“感謝你的積極配合,你的行車記錄儀作為證據的一環,可能要等一段時間才能通知你來拿。”
“這期間如果給你帶來任何不便,還請諒解。”鄭直將錄好口供的顧月姝送出門,滿懷歉意的和她說明了情況。
而他的態度誠懇之餘,更是多了些許麵對其他證人不會有的親近。
“可以理解,到時直接給我個電話就行。”顧月姝不在意的擺擺手,不欲在一個行車記錄儀上和他推搡。
因為比起在意這個,她更想珍惜還沒去報到前的寬鬆日子。
畢竟誰知道進了猛虎突擊隊,她得忙成什麼鬼樣子,磨合期的試探最耗人精力,她要做足準備。
和鄭直道彆後,往前走個幾十米,顧月姝便出了刑偵支隊辦公樓。
多看了幾眼天色,她就要下台階去找自己的車回家吃飯。
可剛把腳抬起一隻來,兩邊的綠化帶裡,突然悉悉索索的鑽出了一堆人,把她麵前的路擋得嚴嚴實實。
攔路的領頭人正是龍飛虎,“我以為你還要有一會兒。”
顧月姝繼續下台階,走到能和他平視的位置才停下,“錄個口供而已,把知道的都說出來,用不了多長時間。”
“倒是龍頭,不去開會討論今天的槍擊案,儘快平複此案的影響,反而在這兒特意攔著我,有何貴乾啊?”

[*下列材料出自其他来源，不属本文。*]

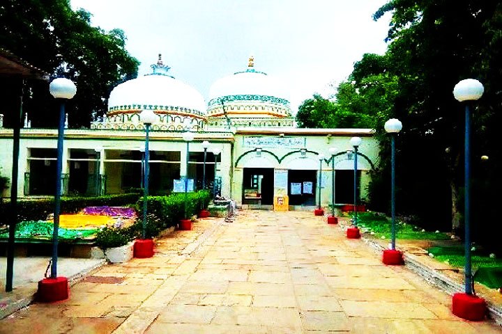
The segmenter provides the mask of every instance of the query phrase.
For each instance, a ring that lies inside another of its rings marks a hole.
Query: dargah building
[[[271,207],[275,198],[287,196],[291,209],[312,207],[321,191],[321,204],[327,206],[333,163],[335,202],[352,203],[354,157],[349,140],[359,136],[357,180],[360,197],[365,197],[378,155],[372,130],[296,127],[286,86],[255,69],[252,58],[247,68],[216,81],[207,102],[172,77],[160,56],[151,67],[151,74],[112,90],[102,121],[90,129],[65,129],[63,194],[114,194],[141,188],[145,131],[139,113],[150,109],[155,115],[149,133],[151,194],[178,191],[176,184],[185,176],[193,180],[193,188],[202,189],[202,143],[207,141],[206,188],[238,205]],[[10,176],[13,130],[1,123],[0,166],[2,175]],[[188,145],[183,137],[186,131],[195,134]],[[26,125],[21,129],[20,197],[54,196],[56,137],[56,129]],[[337,151],[332,158],[333,147]],[[320,160],[319,154],[325,158]],[[7,189],[3,196],[8,193]]]

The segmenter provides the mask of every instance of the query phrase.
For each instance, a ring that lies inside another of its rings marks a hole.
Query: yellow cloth
[[[50,221],[54,222],[53,221]],[[61,214],[59,216],[59,227],[63,228],[79,228],[100,227],[114,223],[112,217],[107,216],[91,216],[86,214]]]

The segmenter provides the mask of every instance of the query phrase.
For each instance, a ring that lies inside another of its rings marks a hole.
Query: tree
[[[495,158],[490,158],[492,168],[500,166],[494,125],[500,124],[501,118],[494,110],[501,106],[502,91],[501,4],[489,0],[391,0],[374,19],[386,13],[393,15],[386,55],[390,70],[398,77],[400,90],[393,116],[403,122],[400,141],[406,148],[400,154],[400,178],[409,193],[400,196],[401,207],[441,221],[447,219],[443,210],[426,212],[413,207],[420,198],[433,199],[436,207],[448,207],[450,202],[451,228],[458,233],[462,230],[464,124],[462,106],[452,90],[467,77],[485,84],[485,95],[474,117],[473,157],[489,152]],[[427,152],[426,160],[418,163],[417,150]],[[473,185],[482,184],[480,180],[486,180],[486,175],[494,177],[492,186],[501,184],[501,177],[487,170],[479,159],[473,159]],[[445,196],[447,191],[449,196]],[[473,207],[480,207],[480,203],[475,202]]]
[[[319,94],[303,101],[296,113],[299,127],[333,127],[335,118],[335,104]]]
[[[72,10],[69,0],[6,0],[0,6],[0,47],[75,83],[77,95],[67,107],[73,127],[88,127],[92,115],[105,113],[111,90],[135,77],[139,65],[125,49],[123,31],[91,26],[91,16],[84,10]],[[6,94],[19,95],[19,87],[12,87],[11,81],[2,86]],[[24,101],[33,127],[55,126],[57,108],[47,83],[27,83]],[[8,114],[6,125],[10,122]]]

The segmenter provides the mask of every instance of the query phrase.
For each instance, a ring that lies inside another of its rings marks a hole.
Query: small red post
[[[402,252],[397,249],[386,249],[383,250],[382,256],[382,262],[384,264],[391,266],[399,266],[404,264],[404,260],[402,257]]]
[[[55,277],[38,281],[36,301],[40,303],[56,303],[66,301],[70,297],[68,278]]]
[[[485,319],[486,311],[486,302],[482,298],[464,293],[453,295],[452,312],[457,317],[480,321]]]
[[[134,257],[137,259],[144,259],[153,256],[153,239],[138,239],[135,241],[132,248]]]

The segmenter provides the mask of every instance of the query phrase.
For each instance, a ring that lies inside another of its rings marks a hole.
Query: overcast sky
[[[383,54],[390,16],[372,15],[387,0],[71,0],[91,23],[123,29],[126,48],[149,73],[158,53],[171,74],[207,100],[217,79],[257,70],[289,86],[291,108],[314,93],[325,96],[365,53]],[[331,92],[333,93],[333,92]],[[207,102],[207,101],[206,101]]]

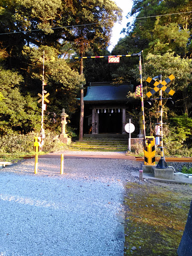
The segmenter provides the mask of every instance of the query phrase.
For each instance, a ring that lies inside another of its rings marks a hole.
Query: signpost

“當然是帶你一起去開會。”鐵行替龍飛虎作答完,朝她伸出手,“你好,我是特警隊的教導員鐵行,代號鐵牛。”
“教導員好。”顧月姝先敬禮後握手。
等完成了基本的流程後,才正式自報家門,“顧月姝,代號鳶蝶,教導員可隨意稱呼。”
“月姝?”鐵行試探的喚她。
見她不反感這個稱呼,才笑著道:“歡迎你加入猛虎突擊隊,希望以後我們可以精誠合作。”
其實看到她的第一眼,他就在暗自滿意。
因為他覺得顧月姝這麼個小姑娘,大概率不會像那幫臭小子一樣,總給他惹事兒,需要他不定時幫他們掃尾。
但他顯然是低估了她。
甚至不用他等,隻是下一秒,她就把自己的本性暴露了出來,讓他對她有了初步的了解。
“樂意之至,不過我的報到時間是後天。”
“所以在那之前,我還不算是猛虎突擊隊的人,你們一會兒去開會,就沒必要帶上我了。”
顧月姝明戳戳的提醒。
她是一點兒都不想,更抗拒到大會上去,切身的感受龍飛虎和路遙之間的尷尬氣氛。
把私人情緒帶進工作中,在她看來就是不專業。
鐵行驚愕之下,一時間失去了言語的能力,隻好轉頭看向龍飛虎,寄希望於他可以把人勸動。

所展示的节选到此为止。